Ventanas a la Historia
Dentro de un territorio, antaño relevante, el de Berlanga, cuyos polvorientos caminos vieron pasar, en aquellos lejanos tiempos en los que las grandes gestas fueron el preludio a lo más épico de la Literatura medieval, a personajes singulares, que, de una u otra manera, quedaron definitivamente asociados a esa misma España, que ya, desde tiempos protohistóricos, pero recordados en el alba de la Mitología, había asistido, impotente, al paso de ese metafórico ‘fondo buitre’, cuyo nombre, Hércules para unos y Heracles para otros, viendo cómo manos extranjeras, robaban impunemente, cuando menos, dos de sus grandes tesoros nacionales: las manzanas de oro del Jardín de las Hespérides y los fabulosos bueyes de Gerión. Caminos de insólita trascendencia, que además, en vísperas de ese temido y apocalíptico Año Mil, fueron testigos del terror dibujado en los rostros de unos paisanos que asistían, no menos impotentes, al paso liberal de unos ejércitos, los de Almanzor, que, siguiendo los dictados de la política de toda razzia o incursión, rapiñaban también todo cuanto encontraban a su paso o a la presencia, camino del destierro, de buenos siervos para tan malos señores, como como ese poderoso brazo mercenario conocido como Rodrigo Díaz de Vivar, el Cid Campeador, vieron elevarse, en lo más alto de sus colinas, genuinos ejemplos de Geometría Sagrada, cuyas hermosas galerías porticadas, todavía mantienen esa máxima poética de Verlaine, viendo la vida pasar con monótona languidez.

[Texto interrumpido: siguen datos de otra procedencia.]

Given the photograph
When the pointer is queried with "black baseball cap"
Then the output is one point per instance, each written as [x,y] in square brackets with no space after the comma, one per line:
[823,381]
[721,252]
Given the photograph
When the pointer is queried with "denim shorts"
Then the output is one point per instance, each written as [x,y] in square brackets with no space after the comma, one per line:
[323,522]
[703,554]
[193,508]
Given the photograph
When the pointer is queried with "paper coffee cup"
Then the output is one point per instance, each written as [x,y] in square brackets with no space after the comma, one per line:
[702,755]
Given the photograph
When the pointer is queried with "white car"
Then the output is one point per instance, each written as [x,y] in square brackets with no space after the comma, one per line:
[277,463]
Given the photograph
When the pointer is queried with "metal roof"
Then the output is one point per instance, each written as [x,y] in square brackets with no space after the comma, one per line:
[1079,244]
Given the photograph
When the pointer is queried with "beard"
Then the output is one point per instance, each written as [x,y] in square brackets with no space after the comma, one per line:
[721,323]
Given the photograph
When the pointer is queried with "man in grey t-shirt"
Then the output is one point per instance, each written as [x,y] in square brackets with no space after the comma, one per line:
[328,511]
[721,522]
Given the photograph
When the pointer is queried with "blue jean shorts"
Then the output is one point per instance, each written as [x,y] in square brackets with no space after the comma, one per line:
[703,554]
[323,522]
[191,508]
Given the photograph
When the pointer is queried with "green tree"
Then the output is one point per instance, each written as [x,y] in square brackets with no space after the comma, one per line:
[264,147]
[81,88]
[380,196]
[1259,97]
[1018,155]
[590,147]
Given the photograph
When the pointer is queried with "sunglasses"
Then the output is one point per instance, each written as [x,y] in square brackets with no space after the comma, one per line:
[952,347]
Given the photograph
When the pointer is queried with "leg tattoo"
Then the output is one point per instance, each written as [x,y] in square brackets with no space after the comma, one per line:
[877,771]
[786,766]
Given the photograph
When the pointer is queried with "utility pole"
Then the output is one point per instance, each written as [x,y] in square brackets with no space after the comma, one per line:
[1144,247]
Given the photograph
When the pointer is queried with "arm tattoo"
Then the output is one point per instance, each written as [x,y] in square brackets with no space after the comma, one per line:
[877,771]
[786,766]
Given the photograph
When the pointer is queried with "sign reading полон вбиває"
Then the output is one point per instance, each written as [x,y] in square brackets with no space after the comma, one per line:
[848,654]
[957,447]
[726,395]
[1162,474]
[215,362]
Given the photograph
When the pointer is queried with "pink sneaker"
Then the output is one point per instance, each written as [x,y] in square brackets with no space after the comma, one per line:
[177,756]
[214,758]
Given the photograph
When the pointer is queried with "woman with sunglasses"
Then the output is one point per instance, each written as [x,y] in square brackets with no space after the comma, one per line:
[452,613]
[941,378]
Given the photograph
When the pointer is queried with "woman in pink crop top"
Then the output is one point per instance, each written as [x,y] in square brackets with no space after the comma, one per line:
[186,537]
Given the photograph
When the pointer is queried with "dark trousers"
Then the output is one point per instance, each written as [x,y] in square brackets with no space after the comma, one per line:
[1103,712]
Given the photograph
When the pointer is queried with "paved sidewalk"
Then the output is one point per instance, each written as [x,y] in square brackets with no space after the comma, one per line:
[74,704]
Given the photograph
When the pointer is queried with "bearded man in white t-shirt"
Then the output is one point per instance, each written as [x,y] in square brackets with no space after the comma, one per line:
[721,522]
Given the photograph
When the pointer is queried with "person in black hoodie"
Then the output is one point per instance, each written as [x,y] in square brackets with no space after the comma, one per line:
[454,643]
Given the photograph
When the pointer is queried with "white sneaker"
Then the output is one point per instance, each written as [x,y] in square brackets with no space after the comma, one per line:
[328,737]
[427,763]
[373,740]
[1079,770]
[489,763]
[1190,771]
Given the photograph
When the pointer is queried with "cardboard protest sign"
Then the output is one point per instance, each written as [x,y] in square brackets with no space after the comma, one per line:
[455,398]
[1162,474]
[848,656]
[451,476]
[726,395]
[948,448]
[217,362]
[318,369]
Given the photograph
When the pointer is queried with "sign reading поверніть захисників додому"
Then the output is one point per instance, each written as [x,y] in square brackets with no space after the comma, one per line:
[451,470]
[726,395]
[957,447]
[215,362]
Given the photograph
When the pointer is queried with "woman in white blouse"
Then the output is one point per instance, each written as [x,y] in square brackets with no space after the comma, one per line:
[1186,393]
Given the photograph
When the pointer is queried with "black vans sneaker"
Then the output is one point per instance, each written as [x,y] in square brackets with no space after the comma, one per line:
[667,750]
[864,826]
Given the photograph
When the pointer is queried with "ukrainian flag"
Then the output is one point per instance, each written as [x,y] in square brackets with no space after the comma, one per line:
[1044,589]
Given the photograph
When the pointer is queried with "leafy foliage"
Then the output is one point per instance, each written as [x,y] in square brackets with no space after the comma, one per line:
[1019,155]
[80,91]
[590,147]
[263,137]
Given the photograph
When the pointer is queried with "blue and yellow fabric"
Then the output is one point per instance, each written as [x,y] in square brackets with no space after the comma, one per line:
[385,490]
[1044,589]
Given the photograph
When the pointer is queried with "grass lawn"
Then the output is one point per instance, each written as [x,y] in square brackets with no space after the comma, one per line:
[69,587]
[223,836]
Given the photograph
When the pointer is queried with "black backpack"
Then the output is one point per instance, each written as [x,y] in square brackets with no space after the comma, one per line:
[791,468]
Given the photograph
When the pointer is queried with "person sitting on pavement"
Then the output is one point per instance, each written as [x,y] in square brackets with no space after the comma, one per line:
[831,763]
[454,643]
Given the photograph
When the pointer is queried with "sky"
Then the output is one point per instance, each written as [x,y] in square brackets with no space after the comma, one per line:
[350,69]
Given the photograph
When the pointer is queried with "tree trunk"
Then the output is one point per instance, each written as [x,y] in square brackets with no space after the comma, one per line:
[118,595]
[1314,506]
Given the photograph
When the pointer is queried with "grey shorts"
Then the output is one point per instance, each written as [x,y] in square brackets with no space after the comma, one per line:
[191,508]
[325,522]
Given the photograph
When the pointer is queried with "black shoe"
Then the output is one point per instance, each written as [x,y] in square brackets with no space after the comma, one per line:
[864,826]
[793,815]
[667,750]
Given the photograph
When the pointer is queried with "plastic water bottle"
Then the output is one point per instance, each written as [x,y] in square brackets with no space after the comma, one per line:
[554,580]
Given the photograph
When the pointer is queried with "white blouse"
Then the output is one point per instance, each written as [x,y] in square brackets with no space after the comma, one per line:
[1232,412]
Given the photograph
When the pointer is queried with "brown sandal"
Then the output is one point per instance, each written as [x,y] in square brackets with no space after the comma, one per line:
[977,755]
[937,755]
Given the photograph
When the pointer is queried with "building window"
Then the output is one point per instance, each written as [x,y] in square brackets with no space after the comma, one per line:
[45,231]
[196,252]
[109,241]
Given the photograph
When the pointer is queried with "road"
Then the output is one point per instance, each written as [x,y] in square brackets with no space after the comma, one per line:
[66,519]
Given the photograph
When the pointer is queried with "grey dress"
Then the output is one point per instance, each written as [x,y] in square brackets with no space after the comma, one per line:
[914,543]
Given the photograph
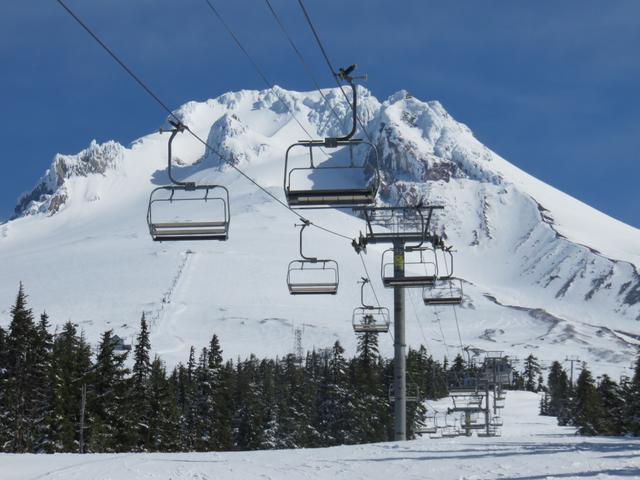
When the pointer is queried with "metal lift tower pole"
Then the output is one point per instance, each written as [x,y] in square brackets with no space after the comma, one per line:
[400,367]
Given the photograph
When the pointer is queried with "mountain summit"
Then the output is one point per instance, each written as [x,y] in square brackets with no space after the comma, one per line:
[542,272]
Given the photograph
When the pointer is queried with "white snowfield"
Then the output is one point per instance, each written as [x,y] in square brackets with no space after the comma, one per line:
[531,448]
[542,272]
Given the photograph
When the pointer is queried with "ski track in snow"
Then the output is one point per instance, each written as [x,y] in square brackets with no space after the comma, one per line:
[531,448]
[517,240]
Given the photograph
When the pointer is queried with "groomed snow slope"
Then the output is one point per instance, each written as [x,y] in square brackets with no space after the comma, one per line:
[542,272]
[531,448]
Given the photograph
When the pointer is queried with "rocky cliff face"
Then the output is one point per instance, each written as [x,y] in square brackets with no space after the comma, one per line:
[50,193]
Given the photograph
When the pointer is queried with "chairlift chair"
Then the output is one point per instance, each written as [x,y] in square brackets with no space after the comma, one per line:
[414,388]
[370,319]
[418,272]
[310,275]
[321,184]
[170,216]
[444,291]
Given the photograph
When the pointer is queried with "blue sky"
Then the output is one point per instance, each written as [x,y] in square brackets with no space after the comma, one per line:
[551,86]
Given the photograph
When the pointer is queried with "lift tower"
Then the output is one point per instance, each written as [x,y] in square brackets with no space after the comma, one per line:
[406,228]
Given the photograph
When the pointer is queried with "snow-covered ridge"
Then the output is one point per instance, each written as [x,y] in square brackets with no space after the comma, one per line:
[50,193]
[519,241]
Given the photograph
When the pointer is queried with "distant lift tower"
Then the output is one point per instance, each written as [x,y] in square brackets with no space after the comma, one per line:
[400,226]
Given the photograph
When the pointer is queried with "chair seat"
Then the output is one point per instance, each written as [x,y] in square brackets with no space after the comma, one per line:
[330,197]
[412,281]
[313,288]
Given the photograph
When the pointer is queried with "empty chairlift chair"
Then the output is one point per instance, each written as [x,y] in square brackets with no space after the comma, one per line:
[445,290]
[186,211]
[334,177]
[369,319]
[420,268]
[310,275]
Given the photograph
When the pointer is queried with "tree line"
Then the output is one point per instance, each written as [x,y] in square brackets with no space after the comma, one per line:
[56,395]
[599,406]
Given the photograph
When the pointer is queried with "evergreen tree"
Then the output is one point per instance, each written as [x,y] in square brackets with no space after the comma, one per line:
[249,410]
[139,396]
[559,391]
[42,400]
[19,377]
[632,402]
[4,426]
[71,363]
[587,411]
[517,381]
[612,405]
[111,428]
[335,410]
[164,418]
[531,373]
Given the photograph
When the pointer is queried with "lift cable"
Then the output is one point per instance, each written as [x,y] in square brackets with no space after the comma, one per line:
[333,71]
[255,65]
[301,58]
[164,106]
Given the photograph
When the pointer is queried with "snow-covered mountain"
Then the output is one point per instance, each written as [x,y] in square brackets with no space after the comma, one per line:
[543,272]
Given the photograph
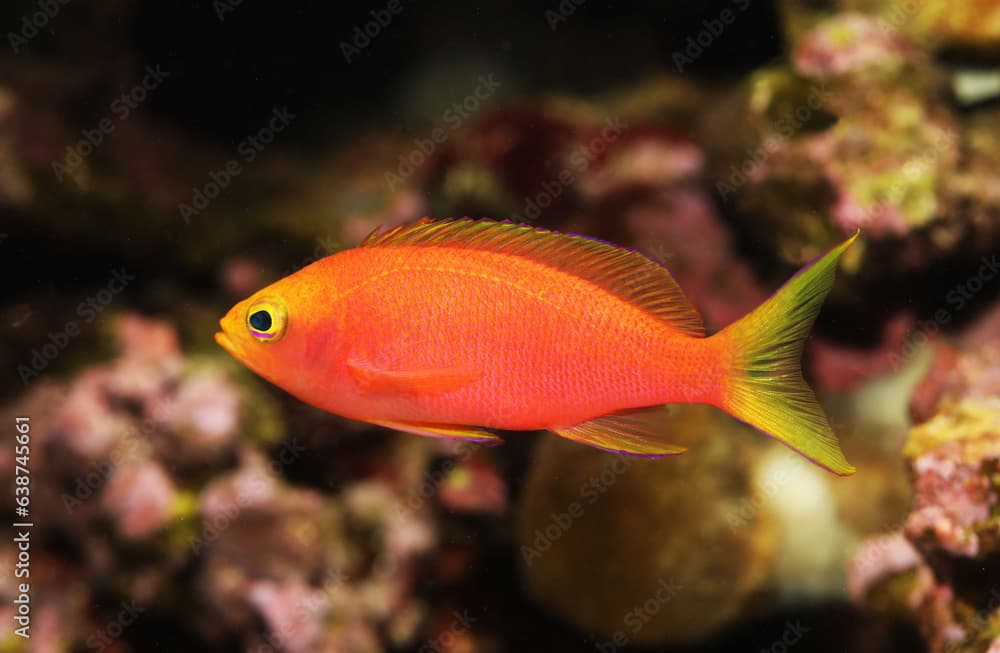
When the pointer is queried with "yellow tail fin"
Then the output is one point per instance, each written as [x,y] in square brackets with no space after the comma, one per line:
[765,388]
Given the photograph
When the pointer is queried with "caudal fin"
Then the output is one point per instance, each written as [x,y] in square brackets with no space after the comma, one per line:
[765,387]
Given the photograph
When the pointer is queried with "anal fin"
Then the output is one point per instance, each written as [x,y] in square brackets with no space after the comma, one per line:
[447,431]
[634,432]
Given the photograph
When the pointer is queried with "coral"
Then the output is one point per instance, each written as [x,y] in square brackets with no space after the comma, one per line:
[953,454]
[617,517]
[156,462]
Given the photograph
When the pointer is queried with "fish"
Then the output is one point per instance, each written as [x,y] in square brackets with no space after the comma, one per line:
[460,327]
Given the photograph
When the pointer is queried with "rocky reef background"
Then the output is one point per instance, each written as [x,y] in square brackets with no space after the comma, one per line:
[160,161]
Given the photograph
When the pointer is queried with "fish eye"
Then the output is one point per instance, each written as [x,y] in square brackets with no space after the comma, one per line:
[266,321]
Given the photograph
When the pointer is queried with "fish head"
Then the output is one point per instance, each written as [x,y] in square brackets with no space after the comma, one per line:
[271,331]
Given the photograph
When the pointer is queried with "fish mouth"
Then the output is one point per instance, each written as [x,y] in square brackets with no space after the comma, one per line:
[223,340]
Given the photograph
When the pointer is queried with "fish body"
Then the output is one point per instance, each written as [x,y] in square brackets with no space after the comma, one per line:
[442,328]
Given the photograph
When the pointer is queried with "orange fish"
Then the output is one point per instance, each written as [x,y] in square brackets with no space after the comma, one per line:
[441,328]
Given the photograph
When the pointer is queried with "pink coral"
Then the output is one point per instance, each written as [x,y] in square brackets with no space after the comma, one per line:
[951,497]
[140,498]
[849,43]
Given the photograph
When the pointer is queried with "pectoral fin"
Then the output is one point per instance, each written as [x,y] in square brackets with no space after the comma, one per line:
[448,431]
[635,432]
[374,380]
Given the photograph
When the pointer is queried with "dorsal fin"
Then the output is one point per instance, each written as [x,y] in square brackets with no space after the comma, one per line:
[624,273]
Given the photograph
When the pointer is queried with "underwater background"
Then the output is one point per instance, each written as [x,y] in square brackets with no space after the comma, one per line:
[161,161]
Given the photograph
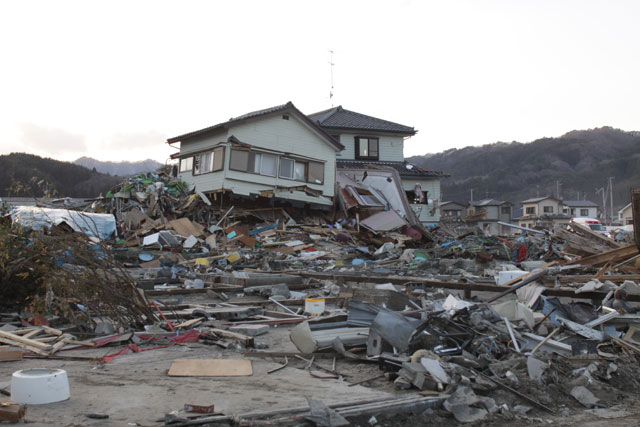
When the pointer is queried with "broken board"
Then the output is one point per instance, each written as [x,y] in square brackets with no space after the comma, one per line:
[210,368]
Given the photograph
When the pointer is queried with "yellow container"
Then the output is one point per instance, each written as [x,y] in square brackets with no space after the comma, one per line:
[234,257]
[314,306]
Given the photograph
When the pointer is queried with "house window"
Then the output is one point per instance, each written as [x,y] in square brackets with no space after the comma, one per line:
[316,173]
[286,168]
[186,164]
[366,148]
[209,161]
[249,161]
[267,164]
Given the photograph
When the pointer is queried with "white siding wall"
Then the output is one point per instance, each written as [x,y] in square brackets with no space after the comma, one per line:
[390,148]
[288,136]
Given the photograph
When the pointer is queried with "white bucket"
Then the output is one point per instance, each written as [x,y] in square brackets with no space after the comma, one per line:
[314,306]
[39,386]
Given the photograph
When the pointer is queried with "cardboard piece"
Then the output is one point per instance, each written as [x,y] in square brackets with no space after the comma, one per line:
[211,368]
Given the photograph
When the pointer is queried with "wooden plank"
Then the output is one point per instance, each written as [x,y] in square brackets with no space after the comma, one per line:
[211,368]
[615,254]
[186,227]
[10,355]
[27,341]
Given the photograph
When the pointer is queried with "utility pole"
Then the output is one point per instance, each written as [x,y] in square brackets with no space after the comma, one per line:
[331,63]
[611,198]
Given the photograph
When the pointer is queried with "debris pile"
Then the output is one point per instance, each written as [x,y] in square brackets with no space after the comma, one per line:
[448,322]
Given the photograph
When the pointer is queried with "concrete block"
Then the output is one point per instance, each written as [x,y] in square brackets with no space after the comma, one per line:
[250,330]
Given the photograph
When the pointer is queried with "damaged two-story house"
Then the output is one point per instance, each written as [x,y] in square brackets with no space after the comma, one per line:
[275,153]
[280,154]
[372,143]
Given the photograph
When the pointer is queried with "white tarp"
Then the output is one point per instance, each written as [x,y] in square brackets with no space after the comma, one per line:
[93,225]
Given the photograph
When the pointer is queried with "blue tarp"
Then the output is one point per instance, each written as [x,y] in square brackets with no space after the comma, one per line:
[101,226]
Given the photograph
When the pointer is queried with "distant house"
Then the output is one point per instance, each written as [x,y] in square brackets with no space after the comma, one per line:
[625,215]
[452,211]
[486,214]
[370,142]
[580,208]
[542,211]
[275,153]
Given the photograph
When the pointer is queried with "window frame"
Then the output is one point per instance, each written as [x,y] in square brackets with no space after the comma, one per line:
[218,151]
[182,159]
[369,139]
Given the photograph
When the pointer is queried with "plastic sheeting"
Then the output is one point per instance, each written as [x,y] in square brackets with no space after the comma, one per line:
[101,226]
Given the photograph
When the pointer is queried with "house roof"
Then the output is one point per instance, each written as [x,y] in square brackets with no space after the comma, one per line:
[625,207]
[405,169]
[256,115]
[579,203]
[340,118]
[539,199]
[487,202]
[451,202]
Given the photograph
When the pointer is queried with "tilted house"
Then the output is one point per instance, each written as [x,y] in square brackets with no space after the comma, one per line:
[371,142]
[274,153]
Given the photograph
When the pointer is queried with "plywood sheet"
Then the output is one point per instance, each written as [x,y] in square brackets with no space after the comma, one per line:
[186,228]
[210,368]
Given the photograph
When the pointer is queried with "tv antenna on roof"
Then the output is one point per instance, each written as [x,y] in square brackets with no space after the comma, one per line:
[331,64]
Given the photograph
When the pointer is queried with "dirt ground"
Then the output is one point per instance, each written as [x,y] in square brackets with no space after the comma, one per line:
[134,389]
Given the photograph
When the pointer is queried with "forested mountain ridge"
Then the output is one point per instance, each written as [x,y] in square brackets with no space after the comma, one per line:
[28,175]
[577,163]
[123,168]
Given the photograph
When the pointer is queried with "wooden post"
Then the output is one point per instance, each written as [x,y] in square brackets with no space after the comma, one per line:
[635,209]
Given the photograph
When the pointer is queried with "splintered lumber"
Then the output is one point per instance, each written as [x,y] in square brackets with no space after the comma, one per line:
[210,368]
[602,258]
[10,355]
[8,336]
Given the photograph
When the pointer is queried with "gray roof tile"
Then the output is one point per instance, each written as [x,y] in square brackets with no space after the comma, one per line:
[339,118]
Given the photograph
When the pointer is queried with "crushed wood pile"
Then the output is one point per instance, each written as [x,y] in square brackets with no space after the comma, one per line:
[455,325]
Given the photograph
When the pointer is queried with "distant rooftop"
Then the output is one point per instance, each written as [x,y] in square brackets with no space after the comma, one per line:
[405,169]
[340,118]
[579,203]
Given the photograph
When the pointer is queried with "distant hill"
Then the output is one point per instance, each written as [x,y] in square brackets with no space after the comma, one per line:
[581,161]
[27,175]
[123,168]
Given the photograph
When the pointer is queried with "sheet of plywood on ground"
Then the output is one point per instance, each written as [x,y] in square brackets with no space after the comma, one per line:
[211,368]
[186,228]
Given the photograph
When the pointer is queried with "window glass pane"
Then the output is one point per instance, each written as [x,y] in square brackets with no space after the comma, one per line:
[300,174]
[316,172]
[206,161]
[269,164]
[186,164]
[218,159]
[239,160]
[373,147]
[286,168]
[364,147]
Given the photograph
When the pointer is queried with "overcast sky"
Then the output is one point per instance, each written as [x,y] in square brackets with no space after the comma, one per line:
[113,80]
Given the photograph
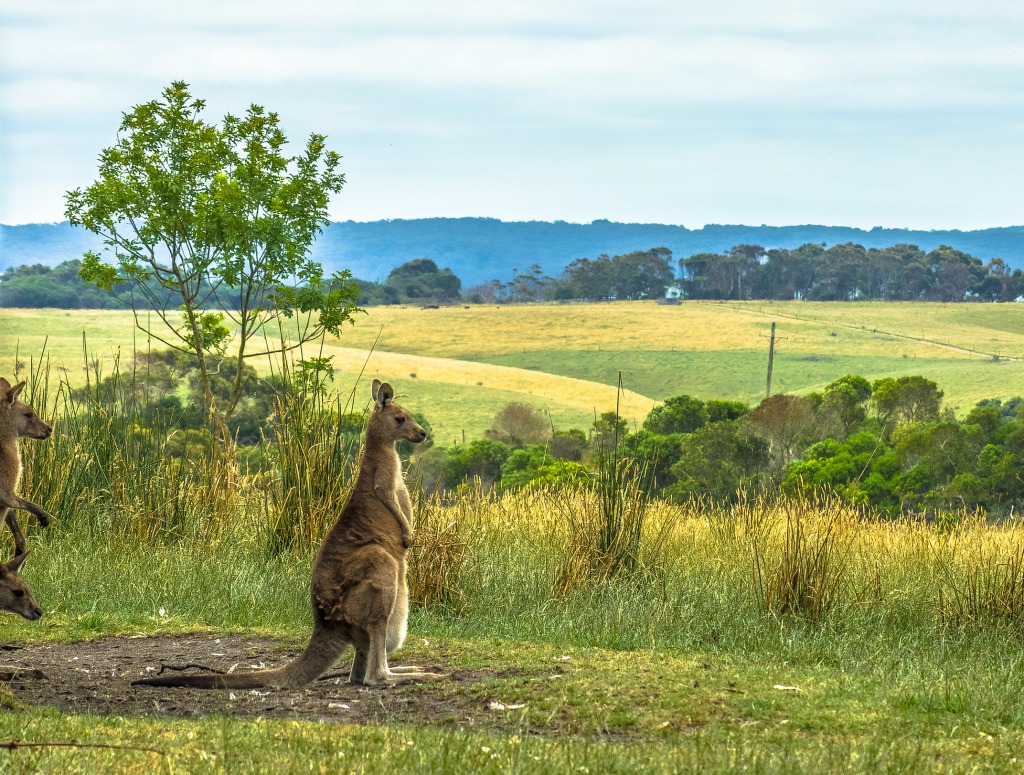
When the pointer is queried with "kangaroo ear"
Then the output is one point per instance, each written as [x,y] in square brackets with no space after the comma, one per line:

Uno de tales ejemplos, situado en un pequeño valle circundado de colinas en las que milenios atrás, arévacos y pelendones martirizaban a los poderosos ejércitos romanos con escaramuzas y tácticas de guerrilla, lo tenemos en un pequeño pueblo, de nombre Aguilera y una iglesia, por supuesto, románica, que, dedicada a la figura de San Martín, el de Tours -aquél, que según la Leyenda Dorada de Santiago de la Vorágine, repartió su capa con un pobre y el mismo, casualmente, que, avergonzado por haber participado en el primer crimen político de la Iglesia, la condena a muerte del disidente Prisciliano, cuyos restos no son pocos los historiadores que consideran que son, en realidad, los que descansan en la catedral de Compostela, se retiró a una vida eremítica y de contemplación- todavía mantiene la atención acerca de sus posibles orígenes templarios, mientras que, a través de las ventanas formadas por los inmutables arcos de su pequeña galería, dos mundos, el terrenal y el espiritual, confluyen en una pausada belleza, que recuerda, sin embargo, las singulares premisas de otro poeta, inequívocamente surrealista, Eluard, cuando decía que hay otros mundos, pero están en éste.